Half of Canada’s provinces (including Alberta) currently operate under tort law auto insurance systems in which injured victims of reckless drivers are entitled to compensation from the at-fault motorist’s auto insurer for their pain and suffering, income loss, out-of-pocket expenses and other damages. In each of those provinces, the average auto insurance premium is lower than the projected premium the average Albertan will pay for no-fault auto insurance next year, according to the recent AIRB report. Furthermore, the other three western provinces (Manitoba, Saskatchewan and BC) operate under public auto insurance systems, as opposed to a system administered by profit-driven insurance corporations beholden to their shareholders. Average auto insurance premiums in each of those provinces are lower than what Albertans will pay for no-fault insurance in 2027.
It is time to put a stop to Finance Minister Nate Horner and his “worst possible option” plan to bring in no-fault insurance next year, delivered by the profit-driven automobile insurance industry. Injury lawyers including myself as well as the Alberta Civil Trial Lawyers Association have proposed reforms to the existing at-fault insurance system which would leave intact the longstanding civil legal rights of innocent Albertans left in chronic pain due to the negligence of bad drivers, would provide immediate “care-first” benefits to injured individuals regardless of fault, and would actually deliver premium savings to good Alberta motorists.
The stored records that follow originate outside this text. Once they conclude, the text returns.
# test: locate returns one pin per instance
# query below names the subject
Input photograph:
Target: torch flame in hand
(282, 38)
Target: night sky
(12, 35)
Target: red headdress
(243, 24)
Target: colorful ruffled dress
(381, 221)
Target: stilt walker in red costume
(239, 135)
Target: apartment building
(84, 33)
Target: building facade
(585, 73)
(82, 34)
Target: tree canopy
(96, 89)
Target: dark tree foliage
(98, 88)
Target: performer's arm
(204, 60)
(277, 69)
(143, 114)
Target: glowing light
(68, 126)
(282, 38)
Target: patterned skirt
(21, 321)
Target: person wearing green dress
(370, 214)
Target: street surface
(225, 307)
As these cogent recommendations by informed stakeholders have been ignored by Minister Horner, it is respectfully submitted that Premier Danielle Smith should shuffle Horner out of that portfolio and replace him with a Finance Minister prepared to give this important issue another look.
About the author: After practicing law for over 35 years, injury lawyer Mark McCourt plans to retire on his 60th birthday this December so that he can dedicate himself full-time to working with other Albertans Against No-Fault Insurance to help defeat the UCP in the 2027 provincial election -- unless, of course, Premier Smith heeds the good advice succinctly stated in the title of this blog post.